A trajetória do Gasparzinho (Casper the Friendly Ghost) começou em 1940, com uma idéia do assistente de animação e escritor Seymour (Sy) Reitt, que idealizou um fantasma diferente do que havia até então – um fantasma camarada. Chamou um colega seu, Joe Oriolo, para dar forma ao personagem. Ambos trabalhavam nos estúdios de animação Fleischer, braço de animação da Paramount Studios, célebre estúdio responsável pelas animações de Betty Boop, Popeye e Superman. Os dois planejavam produzir o personagem na forma de um livro infantil – não sei dizer agora se esse livro chegou a ser publicado. Entretanto, Reitt e Oriolo foram convocados para lutar na Segunda Guerra Mundial, adiando seus planos. Quando retornaram da Guerra, descobriram que o Fleischer Studios foi fechado, mas a Paramount montou um novo braço de animação, a Famous Studios, que lançou as primeiras adaptações em desenho animado de Luluzinha e personagens licenciados, como a boneca Raggedy Ann. A dupla vendeu os direitos do personagem que haviam criado para a Famous Studios por 200 dólares, e lançou, em 1945, uma adaptação da história de Gasparzinho para desenho animado – chamada The Friendly Ghost – para sua série de animações, a Noveltoons, que, como todo desenho animado da era pré-televisão, era exibido nos cinemas antes dos filmes principais.

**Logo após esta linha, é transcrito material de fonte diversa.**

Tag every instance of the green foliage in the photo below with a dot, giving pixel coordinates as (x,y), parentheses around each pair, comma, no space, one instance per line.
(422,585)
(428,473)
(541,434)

Diferente de Jerry Siegel e Joe Shuster, os criadores do Superman, que venderam os direitos do personagem por um valor similar, Reitt e Oriolo não ficaram na penúria depois de firmar um negócio considerado desvantajoso. Sy Reitt tocou sua vida como autor de livros infantis, e Oriolo, depois de conhecer o quadrinhista Otto Messmer, que naquele período era o responsável pelo personagem Gato Félix, se apoderou desse personagem. Foi Oriolo que criou, dentro das histórias de Felix, o menino-cientista Pointdexter, sobrinho do inimigo do gato.
O segundo curta-metragem de Gasparzinho (There’s Good Boos Tonight) só saiu em 1948, dentro da série Noveltoons. Foi no mesmo ano que, para aproveitar alguns argumentos de Luluzinha que haviam sobrado (o estúdio perdera os direitos sobre a personagem de Marjorie Buell), a Famous Studios criou a menina Little Audrey (Tininha), que, junto com o Gasparzinho, se tornou a grande estrela do Famous Studios. Outros personagens que se celebrizaram no estúdios foram Baby Huey (Huguinho, o bebê gigante) e Herman & Katnip (uma clássica história de gato e rato, similar a Tom & Jerry, então produzida pela concorrente MGM).
No ano seguinte, saiu o terceiro Noveltoon de Gasparzinho, e, ainda nesse mesmo ano, a editora St. John, dirigida por Archer St, John, lançou o gibi do personagem. A série da St. John, caracterizada por desenhos sofríveis e roteiros fracos e forçados, teve cinco números publicados.
Em 1950, Gasparzinho ganhou sua própria série animada. E fez sucesso. Mas foi em 1952 que a editora Harvey Comics, fundada por Alfred Harvey e seus irmãos em 1942, ganhou a licença para lançar um novo gibi de Gasparzinho e dos outros personagens da Famous Studios. Antes de se consagrar com os gibis infantis, a Harvey Comics tinha uma linha de HQs de super-heróis, personagens licenciados (como Joe Sopapo e Blondie) e gibis de terror. Com a cruzada anti-quadrinhos iniciada em 1952, e os gibis de terror de muitas editoras hostilizados pelo público, os irmãos Harvey perceberam que os quadrinhos infantis seriam o seu futuro.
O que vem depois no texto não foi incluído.